About Research+Code Blog

Labelling Schemes for Sequence Tagging Tasks



The reason that this post exists is because it would have exceedingly useful to me when experimenting with sequence labeling. It seems inconsequential and probably something that's looked over in lieu of more important details about the data, implementation and model architecture, but it's interesting how these small things make a difference. There are so many ways to label your data and so many ways in which it affects the output precision and recall. The inferences below are a result of a series of extensive experiments on a structured prediction/sequence tagging task -- both my own and a few others, that I managed to put together.


Let's first briefly define the task at hand. What we're working with is unstructured text, that we want to structure. Structuring could mean converting to graphs, trees, tables, relations or sequences; and here, I'm focusing on sequences. So for each sentence (represented by its constituent words), we want to know which sequences of words mean something to us, and we want to clearly demarcate the boundaries. The easiest way to do this is to just appoint to each word a tag e.g. in NER or POS tagging.


Consider a simple example. Let's say we have a document; a series of sentences and for each sentence we want to mark terms relevant to us. And since we're computational linguists, terms relevant to us are NLP terms. We want to mark everything that relates to NLP as "inside", with an "I" tag and everything else as irrelevant or "outside" with an "O" tag.


Example:

 O       O           O       O      O      O      O        I                 I                 I

The coolest thing I've ever learnt is Semantic Machine Translation.

 O       O           O       O      O      O      O        I                 I                 I

 O       O           O       O      O      O      O        B-I             I                 I

 O       O           O       O      O      O      O        I                 I                 E-I

 O       O           O       O      O      O      O        B-I             I                 E-I

There are obviously a number of different ways, given the length of the sequences (what if we have a one word sequence? Should we have a separate S tag in place of the B-I and E-I?) and the number of categories we want to mark (we're interested in more than just NLP words?).
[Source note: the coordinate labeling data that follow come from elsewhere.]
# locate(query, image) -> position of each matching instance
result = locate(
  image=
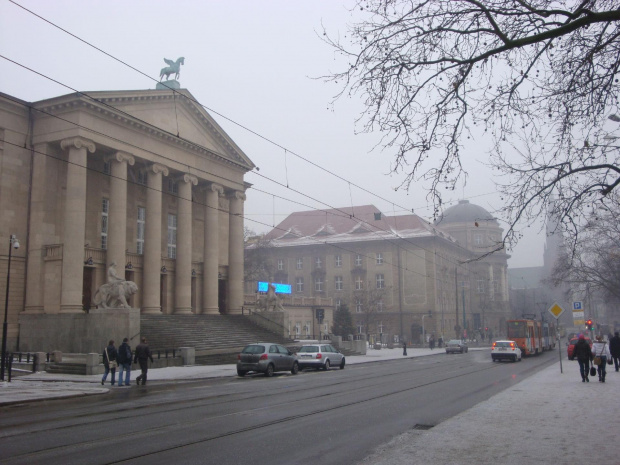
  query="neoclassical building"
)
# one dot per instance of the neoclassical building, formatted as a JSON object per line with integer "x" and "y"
{"x": 144, "y": 179}
{"x": 397, "y": 274}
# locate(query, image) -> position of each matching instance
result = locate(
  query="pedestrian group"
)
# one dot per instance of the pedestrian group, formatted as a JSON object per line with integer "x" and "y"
{"x": 122, "y": 358}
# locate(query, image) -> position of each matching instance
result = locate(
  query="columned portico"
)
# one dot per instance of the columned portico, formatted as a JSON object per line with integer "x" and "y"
{"x": 74, "y": 224}
{"x": 117, "y": 225}
{"x": 211, "y": 249}
{"x": 183, "y": 276}
{"x": 151, "y": 302}
{"x": 235, "y": 252}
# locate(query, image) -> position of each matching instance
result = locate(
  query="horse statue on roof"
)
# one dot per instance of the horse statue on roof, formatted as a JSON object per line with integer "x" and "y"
{"x": 269, "y": 301}
{"x": 174, "y": 68}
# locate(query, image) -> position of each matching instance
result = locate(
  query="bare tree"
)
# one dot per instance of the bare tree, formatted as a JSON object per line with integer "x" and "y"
{"x": 538, "y": 78}
{"x": 595, "y": 262}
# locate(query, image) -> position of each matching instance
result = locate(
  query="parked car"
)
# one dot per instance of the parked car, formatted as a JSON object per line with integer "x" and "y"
{"x": 320, "y": 356}
{"x": 571, "y": 346}
{"x": 267, "y": 358}
{"x": 456, "y": 345}
{"x": 505, "y": 350}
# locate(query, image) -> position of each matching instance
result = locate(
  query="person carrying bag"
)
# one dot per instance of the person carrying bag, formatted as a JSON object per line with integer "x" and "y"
{"x": 601, "y": 353}
{"x": 109, "y": 362}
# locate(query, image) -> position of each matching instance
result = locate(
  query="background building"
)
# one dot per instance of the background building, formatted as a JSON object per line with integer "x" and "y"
{"x": 397, "y": 274}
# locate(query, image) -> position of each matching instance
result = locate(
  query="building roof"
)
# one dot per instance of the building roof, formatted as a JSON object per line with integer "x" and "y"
{"x": 464, "y": 212}
{"x": 348, "y": 224}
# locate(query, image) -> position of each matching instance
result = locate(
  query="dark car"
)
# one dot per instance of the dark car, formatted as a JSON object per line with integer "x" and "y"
{"x": 320, "y": 356}
{"x": 456, "y": 345}
{"x": 571, "y": 346}
{"x": 267, "y": 358}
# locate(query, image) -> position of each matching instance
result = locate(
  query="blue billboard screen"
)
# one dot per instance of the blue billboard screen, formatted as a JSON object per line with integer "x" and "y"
{"x": 280, "y": 288}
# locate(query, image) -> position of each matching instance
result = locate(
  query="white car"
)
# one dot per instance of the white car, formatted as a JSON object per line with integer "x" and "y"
{"x": 505, "y": 350}
{"x": 319, "y": 356}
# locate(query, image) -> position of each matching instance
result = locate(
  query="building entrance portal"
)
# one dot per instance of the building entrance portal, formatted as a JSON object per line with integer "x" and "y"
{"x": 221, "y": 295}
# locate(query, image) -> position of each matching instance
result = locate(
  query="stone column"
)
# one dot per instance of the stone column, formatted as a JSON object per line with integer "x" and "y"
{"x": 211, "y": 259}
{"x": 183, "y": 273}
{"x": 152, "y": 240}
{"x": 36, "y": 232}
{"x": 235, "y": 252}
{"x": 117, "y": 216}
{"x": 74, "y": 224}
We want our models to be able to predict sequences in the best way, and we therefore want to label our input data to the model in the best way. For simple sequence tagging, let's look at the most obvious ways to tag word sequences.


1. IO.

We mark words inside a sequence with the "I" tag and all other words are marked with an "O" tag. We're not concerned about indicating where the beginning and end of the sequence is. This is less complex, but obviously inefficient when we have 2 tags of the same category that we want to explicitly identify, positioned near another in the same sentence. If we're not concerned about discerning between elements of a category, this seems to work best.

2. BIO.

Here we want to explicitly identify the beginning. This seems to be the most popular scheme, and is especially useful when other encoded features correlate well.

3. IOE.

Here we want to explicitly identify only the end.

4. BIOES.

Here we want to mark both the beginning and the end. The "S" is required when there's only a single word we want to mark, and therefore don't need the "B-I" and "E-I".

I believe these were introduced in Andrew Borthwick's Thesis, titled A Maximum Entropy Approach to NER, but it may have been used earlier.



Results:


Firstly, for whatever the task at hand is, it would be useful to look at the type of sequences we want to extract. Are they of variable length? Are they always long word sequences? Or do they consist of one word? Also are there certain syntactic markers or begin/end words? If certain features correlate well with beginning or end symbols, we see dramatic variation of results.


In most cases, for multiple category tagging, IO encoding is useful and has the best complexity. The Ratinov and Roth survey concluded that BIOES is superior to BIO or IO for a second order logistic model.


In experiments for biomedical information extraction by sequence tagging, we see the following:

For longer sequences and sequence whose lengths vary inconsistently, IO seems to work the best. This provides both the highest precision and recall, compared to BIO, IOE and BIOES.

For a category that has significant one-word sequences, BIOES seems to work the best. This has the highest recall, but precision is still better using just IO. Using, the "S" tag therefore seems to be useful when we actually have sequences of only one word.



Things to note:

Complexity: First-best decoding in an HMM or first order CRF is quadratic in the number of tags (linear in the number of tokens).